When I think about the various experiments I tried as an art student — I’m speaking about in my work, please understand — one of the things that sticks out to me as a Road Not Taken is the idea of filmmaking. It wasn’t something that I ever really seriously considered, nor investigated past a year or so of half-assedly playing around with a borrowed video camera to create footage that I never got around to editing, because the school wasn’t set up to do such things. (The university my art school was attached to did have an edit bay, but getting access proved to be more trouble than anyone had considered, and something I only managed to successfully achieve once, alas.)

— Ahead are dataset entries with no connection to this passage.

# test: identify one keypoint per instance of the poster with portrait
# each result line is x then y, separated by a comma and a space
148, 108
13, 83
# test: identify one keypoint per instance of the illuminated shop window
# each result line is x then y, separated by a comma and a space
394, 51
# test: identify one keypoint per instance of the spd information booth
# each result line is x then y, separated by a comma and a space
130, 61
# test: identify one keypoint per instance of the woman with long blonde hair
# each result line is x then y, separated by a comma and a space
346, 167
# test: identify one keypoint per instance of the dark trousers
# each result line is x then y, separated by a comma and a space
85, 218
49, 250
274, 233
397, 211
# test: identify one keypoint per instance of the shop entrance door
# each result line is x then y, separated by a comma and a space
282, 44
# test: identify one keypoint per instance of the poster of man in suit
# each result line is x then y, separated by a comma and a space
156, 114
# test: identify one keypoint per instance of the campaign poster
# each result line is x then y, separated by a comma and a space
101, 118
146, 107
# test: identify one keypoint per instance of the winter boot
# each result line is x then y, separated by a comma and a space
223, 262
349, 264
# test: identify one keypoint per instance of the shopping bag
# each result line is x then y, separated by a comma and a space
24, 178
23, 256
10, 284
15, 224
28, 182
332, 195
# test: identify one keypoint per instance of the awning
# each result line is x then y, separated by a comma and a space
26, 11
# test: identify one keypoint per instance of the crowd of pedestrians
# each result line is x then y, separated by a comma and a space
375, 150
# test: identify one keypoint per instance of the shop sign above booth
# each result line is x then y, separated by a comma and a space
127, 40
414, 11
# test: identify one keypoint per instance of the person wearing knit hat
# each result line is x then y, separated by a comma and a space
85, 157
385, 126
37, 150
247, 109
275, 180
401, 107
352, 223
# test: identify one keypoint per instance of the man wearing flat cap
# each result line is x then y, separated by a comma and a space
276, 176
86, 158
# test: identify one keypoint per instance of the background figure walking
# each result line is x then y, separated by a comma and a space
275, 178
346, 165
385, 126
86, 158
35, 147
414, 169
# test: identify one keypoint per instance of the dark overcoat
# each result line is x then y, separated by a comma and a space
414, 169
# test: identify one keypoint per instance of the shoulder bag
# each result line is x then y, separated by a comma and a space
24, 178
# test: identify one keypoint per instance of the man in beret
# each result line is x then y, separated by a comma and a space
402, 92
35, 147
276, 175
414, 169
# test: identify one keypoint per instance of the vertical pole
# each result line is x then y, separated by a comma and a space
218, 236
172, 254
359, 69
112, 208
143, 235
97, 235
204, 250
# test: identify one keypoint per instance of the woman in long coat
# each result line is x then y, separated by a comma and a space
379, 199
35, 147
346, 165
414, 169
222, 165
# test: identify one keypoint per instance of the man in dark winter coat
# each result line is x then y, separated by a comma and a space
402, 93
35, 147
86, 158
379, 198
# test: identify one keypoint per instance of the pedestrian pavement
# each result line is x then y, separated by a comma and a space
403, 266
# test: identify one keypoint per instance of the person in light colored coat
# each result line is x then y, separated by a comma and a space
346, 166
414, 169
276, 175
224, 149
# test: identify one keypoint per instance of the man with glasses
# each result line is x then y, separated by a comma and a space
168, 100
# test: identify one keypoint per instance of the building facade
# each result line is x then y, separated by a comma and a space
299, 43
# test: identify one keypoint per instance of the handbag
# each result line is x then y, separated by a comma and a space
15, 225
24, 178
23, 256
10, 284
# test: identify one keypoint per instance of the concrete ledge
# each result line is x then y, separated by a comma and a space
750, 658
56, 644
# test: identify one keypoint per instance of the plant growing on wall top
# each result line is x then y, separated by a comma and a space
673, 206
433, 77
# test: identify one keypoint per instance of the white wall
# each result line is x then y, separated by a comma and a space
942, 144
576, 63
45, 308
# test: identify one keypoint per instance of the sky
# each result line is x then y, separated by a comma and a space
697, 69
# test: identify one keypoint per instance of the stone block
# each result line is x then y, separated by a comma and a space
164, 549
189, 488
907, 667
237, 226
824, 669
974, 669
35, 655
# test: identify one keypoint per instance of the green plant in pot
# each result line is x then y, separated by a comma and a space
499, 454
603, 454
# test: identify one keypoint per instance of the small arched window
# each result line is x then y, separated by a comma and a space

Nonetheless, there was a period where filmmaking seemed like something I wanted to at least attempt more seriously. I was then, as I am now, obsessed with ways of telling stories and sharing narratives, and what little chance I had to be exposed to experimental short films, and “art” movies, made my brain whirr in an excited manner that felt as if everything was possible.
This wasn’t helped — or, rather, was helped, but not in a practical manner — by the fact that I was simultaneously devouring film theory books and collections of essays by filmmakers (I spent a long time reading and re-reading essays by Wim Wenders, whose writing in those essays influenced me far more than his films have) that made the moving picture feel like the ideal vehicle to share ideas and emotions and stories. I felt entirely energized about the potential of the medium in such a way that my limited experience never even vaguely had a chance to live up to. It’s not that I ever decided that these experts and practitioners were wrong about film, as much as I realized that I wasn’t skilled or patient enough to make it work for me.
I think about that often, lately; I’ve been watching more short films again, and thinking about what works for me with them, and whether or not it’s something I could see myself doing with the tech that’s available to me now. I’m probably still too impatient — and certainly too busy — but still; the idea remains as this temping thing in the distance, a chance to complete a thought I first had decades earlier.